Last Updated:Aug 19, 2025

The TairJedis client lets you implement distributed leaderboards using the exZset data structure. You only need to work with a single key. Tair automatically distributes the data and computation tasks across multiple sub-keys. By default, 10 sub-keys are used, and you do not need to manage their details. This solution helps you easily create leaderboards with more than 100,000 members and avoid large keys and hot keys.

Background information

Two solutions are available to implement distributed leaderboards: the precise ranking method and the imprecise ranking method (linear interpolation).

Table 1. Solutions for implementing distributed leaderboards

Solution

Description

Precise ranking (recommended)

Distribute data to different keys for computation. When you query, find the rank of the target data in each key and then sum the ranks.

For example, assume you use three underlying keys. If you create a leaderboard and insert 3,000 members, Tair distributes these members across the three sub-leaderboards. To find the rank of member x, the FindRank(x) operation queries the three sub-leaderboards. If the ranks returned are 124, 183, and 156, the actual rank of member x is 463 (124 + 183 + 156).

  • Advantage: Ranks are precise.

  • Disadvantage: The time complexity to get a rank is m × O(log(N)).

Linear interpolation (not yet implemented in exZset)

This method divides data into segments. It records the number of members and the highest rank for each segment. For scores that fall between the lowest and highest values in a segment, linear interpolation is used to estimate the rank.

  • Advantage: Getting a rank is relatively fast, with a time complexity of O(m).

  • Disadvantage: Ranks are estimated and may have errors.

This solution implements a distributed leaderboard using the precise ranking method. For more information about the exZset commands used in this solution, see exZset.

Code example

This solution requires the TairJedis client, which is developed by Tair.
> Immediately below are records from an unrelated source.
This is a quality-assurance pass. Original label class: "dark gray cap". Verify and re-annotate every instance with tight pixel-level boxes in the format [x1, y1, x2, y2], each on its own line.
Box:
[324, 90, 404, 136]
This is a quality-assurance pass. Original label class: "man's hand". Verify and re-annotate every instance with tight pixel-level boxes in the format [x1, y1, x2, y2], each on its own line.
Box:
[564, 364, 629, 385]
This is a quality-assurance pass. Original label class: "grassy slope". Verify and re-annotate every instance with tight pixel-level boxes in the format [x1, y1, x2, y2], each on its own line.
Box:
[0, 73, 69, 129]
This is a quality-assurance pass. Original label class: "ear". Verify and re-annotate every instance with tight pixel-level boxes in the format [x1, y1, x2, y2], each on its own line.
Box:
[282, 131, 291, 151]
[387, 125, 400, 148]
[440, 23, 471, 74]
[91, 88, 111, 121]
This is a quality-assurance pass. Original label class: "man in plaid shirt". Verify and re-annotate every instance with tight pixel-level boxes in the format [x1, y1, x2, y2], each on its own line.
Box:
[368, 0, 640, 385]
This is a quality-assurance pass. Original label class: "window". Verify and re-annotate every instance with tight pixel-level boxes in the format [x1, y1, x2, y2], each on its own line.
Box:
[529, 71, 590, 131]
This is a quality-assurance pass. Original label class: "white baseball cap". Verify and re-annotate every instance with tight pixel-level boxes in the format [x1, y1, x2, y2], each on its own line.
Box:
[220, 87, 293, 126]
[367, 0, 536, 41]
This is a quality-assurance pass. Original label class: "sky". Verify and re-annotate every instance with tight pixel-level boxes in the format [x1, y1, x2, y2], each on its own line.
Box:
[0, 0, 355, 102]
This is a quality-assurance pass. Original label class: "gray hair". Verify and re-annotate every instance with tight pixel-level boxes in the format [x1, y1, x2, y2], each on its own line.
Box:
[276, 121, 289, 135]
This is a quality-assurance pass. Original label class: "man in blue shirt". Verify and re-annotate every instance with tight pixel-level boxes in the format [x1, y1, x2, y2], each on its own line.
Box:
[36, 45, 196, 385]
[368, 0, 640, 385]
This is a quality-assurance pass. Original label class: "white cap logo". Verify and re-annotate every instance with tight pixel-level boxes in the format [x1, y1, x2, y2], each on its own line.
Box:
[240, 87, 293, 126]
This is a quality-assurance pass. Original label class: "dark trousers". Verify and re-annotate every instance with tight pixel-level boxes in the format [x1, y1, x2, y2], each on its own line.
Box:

  1. Add the pom.xml configuration.

            <dependency>
                <groupId>com.aliyun.tair</groupId>
                <artifactId>alibabacloud-tairjedis-sdk</artifactId>
                <version>5.3.1</version>
            </dependency>
  2. Sample code.

    import io.valkey.JedisPool;
    import io.valkey.JedisPoolConfig;
    import com.aliyun.tair.tairzset.*;
    
    public class DistributedLeaderBoardExample {
        // Configure the instance endpoint, port, password, and other information.
        private static final int DEFAULT_CONNECTION_TIMEOUT = 5000;
        private static final int DEFAULT_SO_TIMEOUT = 2000;
        private static final String HOST = "<r-bp1mx0ydsivrbp****.redis.rds.aliyuncs.com>";
        private static final int PORT = 6379;
        private static final String PASSWORD = "<Pass****word>";
        private static final JedisPoolConfig config = new JedisPoolConfig();
    
        // Configure the distributed leaderboard.
        private static final int shardKeySize = 10;  // The number of underlying sub-leaderboards.
        private static final int pageSize = 10;      // The number of members on each page of the leaderboard.
        private static final boolean reverse = true; // In this example, members are sorted in descending order.
        private static final boolean useZeroIndexForRank = false; // In this example, ranks start from 1.
    
        public static void main(String[] args) {
            JedisPool jedisPool = new JedisPool(config, HOST, PORT, DEFAULT_CONNECTION_TIMEOUT,
                    DEFAULT_SO_TIMEOUT, PASSWORD, 0, null);
                    
            // Create a distributed leaderboard. In this example, the key is named distributed_leaderboard.
            DistributedLeaderBoard dlb = new DistributedLeaderBoard("distributed_leaderboard", jedisPool,
                shardKeySize, pageSize, reverse, useZeroIndexForRank);
    
            // If the number of gold medals is the same, sort by the number of silver medals. If the number of silver medals is also the same, sort by the number of bronze medals.
            //                    Gold Silver Bronze
            dlb.addMember("A",     32,  21, 16);
            dlb.addMember("D",     14,  4,  16);
            dlb.addMember("C",     20,  7,  12);
            dlb.addMember("B",     25,  29, 21);
            dlb.addMember("E",     13,  21, 18);
            dlb.addMember("F",     13,  17,  14);
    
            // Get the rank of A.
            dlb.rankFor("A"); // 1
            System.out.println(dlb.rankFor("A"));
    
            // Get the top 3.
            dlb.top(3);
            System.out.println(dlb.top(3));
            // [{"member":"A","score":"32#21#16","rank":1},
            // {"member":"B","score":"25#29#21","rank":2},
            // {"member":"C","score":"20#7#12","rank":3}]
        }
    }

    Parameters:

    Parameter

    Type

    Description

    shardKeySize

    int

    The number of underlying sub-leaderboards. The default value is 10. This number cannot be dynamically scaled out. Plan for this number in the initial phase of your service.

    pageSize

    int

    The number of members on each page of the leaderboard. The default value is 10.

    reverse

    boolean

    Valid values:

    • false (default): Sorts in ascending order.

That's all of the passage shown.